Colónias de abelhas oferecem um excelente ambiente para o desenvolvimento de patógenos microbianos. Os agentes bacterianos mais mortais e virulentos, que causam morte das colónias, são as bactérias que causam loque americana e a loque europeia. Além da defesa imunológica inata, as abelhas desenvolveram defesas comportamentais para combater infecções. O forrageamento de compostos de plantas antimicrobianas desempenha um papel fundamental para esse comportamento de “imunidade social”. Os metabólitos secundários das plantas no néctar floral são conhecidos pelos seus efeitos antimicrobianos. No entanto, estes compostos são altamente específicos da planta, e os efeitos na saúde das abelhas dependerão da origem floral do mel produzido. Como as abelhas obreiras alimentam também as larvas e outros membros da colónia, o mel é o principal candidato a agente de auto-medicação em colónias de abelhas para prevenir ou diminuir infecções. Aqui, nós testamos oito linhagens de bactérias de loque americana e loque europeia e a atividade inibitória no seu crescimento em três tipos de mel. Usando um ensaio de crescimento celular, verificámos que todos os méis têm alta atividade inibitória do crescimento das diversas bactérias e que dois méis monoflorais parecem ser específicos na inibição de apenas algumas estirpes de bactérias. A especificidade dos méis monoflorais e o forte potencial antimicrobiano do mel multifloral sugerem que a diversidade de méis presentes nas reservas de mel de uma colónia pode ser altamente benéfica para a sua “imunidade social” contra o conjunto altamente diversificado de patógenos encontrados na natureza. Essa diversidade ecológica pode, portanto, operar de forma semelhante aos efeitos bem conhecidos da variação genética do hospedeiro na corrida “às armas” entre hospedeiro e parasita.”

Aspectos de detalhe

“Durante a estação floral, as forrageiras colectam sequencialmente um conjunto de néctares florais, que são armazenados nos favos de mel. A seletividade da fonte de alimento da colónia em termos de néctar, como comportamento de decisão seletivo por abelhas forrageiras, é um processo de seleção natural entre fontes alternativas de néctar, incluindo eficácia e comunicação (Seeley et al., 1991). Assim, as forrageiras podem escolher entre uma mistura complexa de diferentes néctares, porque as reservas de mel se sobreporão à disponibilidade de flores que muda sazonalmente. […] Como o mel é o nutriente central para o desenvolvimento de larvas, a diversidade nas reservas de mel pode servir como uma “farmácia injetável” ricamente abastecida contra uma ampla variedade de doenças. Durante os primeiros 2 dias após a eclosão do ovo, a dieta larval consiste principalmente de componentes secretados pelas glândulas hipofaríngeas das abelhas, presumivelmente misturadas com mel. No entanto, a partir do terceiro dia, o mel e o pólen são adicionados à dieta e alimentadas diretamente às larvas das obreiras (Winston, 1987). Assim, as abelhas nutrizes estão na posição central da teia alimentar intracolonial e podem fornecer um mecanismo para promover o estado de saúde da colónia, alimentando seletivamente méis específicos em resposta a infecções específicas. Na verdade, as abelhas nutrizes têm demonstrado escolher o mel de acordo com seu próprio estado de saúde (Gherman et al. 2014). […] Além disso, as abelhas mostraram um forrageio selectivo entre resinas específicas, mesmo discriminando plantas resinosas estreitamente relacionadas (Wilson et al. 2013). Os autores concluíram que as abelhas podem fazer escolhas discretas entre as espécies de plantas de resina, confirmando ainda mais a comportamento seletivo entre os recursos específicos de promoção da saúde, independentemente da sua disponibilidade.[…]
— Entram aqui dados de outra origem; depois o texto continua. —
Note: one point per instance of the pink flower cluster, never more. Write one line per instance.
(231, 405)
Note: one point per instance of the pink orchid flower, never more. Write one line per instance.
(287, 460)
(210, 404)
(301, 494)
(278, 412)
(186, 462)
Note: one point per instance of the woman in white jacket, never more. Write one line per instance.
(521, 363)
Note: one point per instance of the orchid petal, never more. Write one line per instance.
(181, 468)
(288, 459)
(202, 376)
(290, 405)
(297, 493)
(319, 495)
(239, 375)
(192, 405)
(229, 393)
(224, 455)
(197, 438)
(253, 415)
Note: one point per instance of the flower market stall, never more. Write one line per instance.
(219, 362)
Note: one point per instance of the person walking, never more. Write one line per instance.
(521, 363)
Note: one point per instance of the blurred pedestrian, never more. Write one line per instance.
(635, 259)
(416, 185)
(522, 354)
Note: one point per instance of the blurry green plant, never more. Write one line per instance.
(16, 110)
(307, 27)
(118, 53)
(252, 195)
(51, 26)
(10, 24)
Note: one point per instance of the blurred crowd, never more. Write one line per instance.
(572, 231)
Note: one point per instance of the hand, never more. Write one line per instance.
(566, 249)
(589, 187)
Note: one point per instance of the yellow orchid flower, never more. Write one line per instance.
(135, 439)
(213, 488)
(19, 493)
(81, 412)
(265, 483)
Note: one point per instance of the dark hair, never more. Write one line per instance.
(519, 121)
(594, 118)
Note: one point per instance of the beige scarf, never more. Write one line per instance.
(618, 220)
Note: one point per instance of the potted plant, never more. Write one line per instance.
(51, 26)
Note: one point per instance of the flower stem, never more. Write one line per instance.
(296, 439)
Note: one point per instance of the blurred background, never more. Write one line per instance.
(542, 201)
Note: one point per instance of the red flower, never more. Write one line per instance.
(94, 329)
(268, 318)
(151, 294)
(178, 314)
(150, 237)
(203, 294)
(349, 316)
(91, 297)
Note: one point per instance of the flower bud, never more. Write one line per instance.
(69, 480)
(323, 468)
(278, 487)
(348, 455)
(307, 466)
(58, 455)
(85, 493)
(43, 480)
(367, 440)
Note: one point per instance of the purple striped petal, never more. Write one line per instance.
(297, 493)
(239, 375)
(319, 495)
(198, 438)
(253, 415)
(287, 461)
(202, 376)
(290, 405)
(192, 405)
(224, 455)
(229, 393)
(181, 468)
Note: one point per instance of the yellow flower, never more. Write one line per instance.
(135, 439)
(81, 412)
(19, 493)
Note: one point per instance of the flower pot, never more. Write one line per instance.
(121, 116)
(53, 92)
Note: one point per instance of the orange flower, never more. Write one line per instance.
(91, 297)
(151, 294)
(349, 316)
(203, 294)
Se as reservas de mel multifloral facilitarem a saúde das colónias, isso não seria apenas uma conquista evolutiva importante das colónias de abelhas, mas também teria profundas consequências para as práticas de apicultura. Os apicultores podem aproveitar os fluxos específicos de mel para proteger suas colónias contra doenças específicas. Além disso, os apicultores devem estar cientes de que a produção exclusiva de méis monoflorais pode ter consequências negativas para a saúde das colónias. Além disso, a alimentação de açúcar como fonte exclusiva de alimento durante o inverno pode aumentar a propensão da colónia para ser infectada por patógenos. Em conclusão, a biodiversidade floral de fontes de néctar para a colónia terá implicação direta para a saúde da colónia, com importância semelhante à diversidade genética da abelha.”
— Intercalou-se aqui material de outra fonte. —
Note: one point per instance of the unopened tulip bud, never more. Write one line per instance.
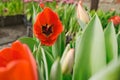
(82, 14)
(67, 63)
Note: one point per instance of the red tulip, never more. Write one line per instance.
(115, 20)
(17, 63)
(47, 27)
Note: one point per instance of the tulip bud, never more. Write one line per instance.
(82, 14)
(56, 73)
(67, 62)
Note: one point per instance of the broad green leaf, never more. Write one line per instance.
(111, 43)
(90, 54)
(45, 63)
(29, 41)
(56, 73)
(111, 72)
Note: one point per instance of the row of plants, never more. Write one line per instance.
(67, 44)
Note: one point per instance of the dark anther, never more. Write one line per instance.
(47, 29)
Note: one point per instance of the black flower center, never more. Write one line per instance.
(47, 29)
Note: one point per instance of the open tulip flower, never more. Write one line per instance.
(47, 27)
(17, 63)
(115, 19)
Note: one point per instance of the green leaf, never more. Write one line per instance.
(111, 43)
(56, 73)
(111, 72)
(118, 40)
(29, 41)
(90, 54)
(58, 47)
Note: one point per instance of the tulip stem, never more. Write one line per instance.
(45, 63)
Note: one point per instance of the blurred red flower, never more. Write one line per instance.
(115, 20)
(42, 5)
(47, 27)
(17, 63)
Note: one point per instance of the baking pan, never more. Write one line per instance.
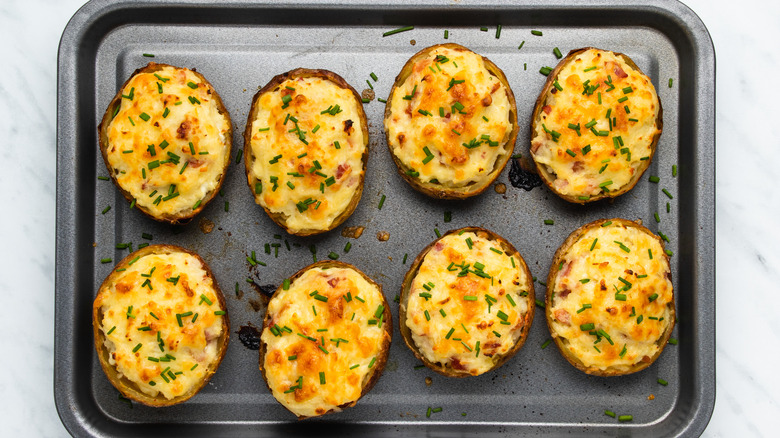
(239, 46)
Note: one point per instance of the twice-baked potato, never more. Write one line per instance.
(326, 337)
(595, 126)
(610, 300)
(166, 139)
(450, 122)
(306, 150)
(161, 325)
(467, 303)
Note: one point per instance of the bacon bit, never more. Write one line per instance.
(456, 365)
(458, 91)
(535, 145)
(183, 130)
(187, 289)
(563, 316)
(348, 127)
(489, 349)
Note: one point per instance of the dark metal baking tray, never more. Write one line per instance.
(239, 46)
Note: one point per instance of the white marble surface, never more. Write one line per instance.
(748, 204)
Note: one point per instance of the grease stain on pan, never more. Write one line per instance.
(522, 178)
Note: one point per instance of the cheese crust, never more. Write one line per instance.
(467, 303)
(166, 140)
(595, 126)
(325, 339)
(160, 325)
(306, 150)
(450, 121)
(610, 300)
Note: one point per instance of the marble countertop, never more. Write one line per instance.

fonte: https://onlinelibrary.wiley.com/doi/full/10.1002/ece3.1252

Notas:

  • já se sabe há algum tempo que as dietas monoflorais provocam danos ao nível individual e ao nível da colónia de abelhas. Se estou certo as explicações enfatizava sobretudo a monodieta de pólen. Estes e outros estudos ajudam a identificar e compreender melhor e de forma mais abrangente os aspectos subjacentes a este fenómeno;
  • reforço que os autores mencionam que o açúcar como fonte exclusiva de alimento durante o inverno pode fragilizar as defesas da colónia.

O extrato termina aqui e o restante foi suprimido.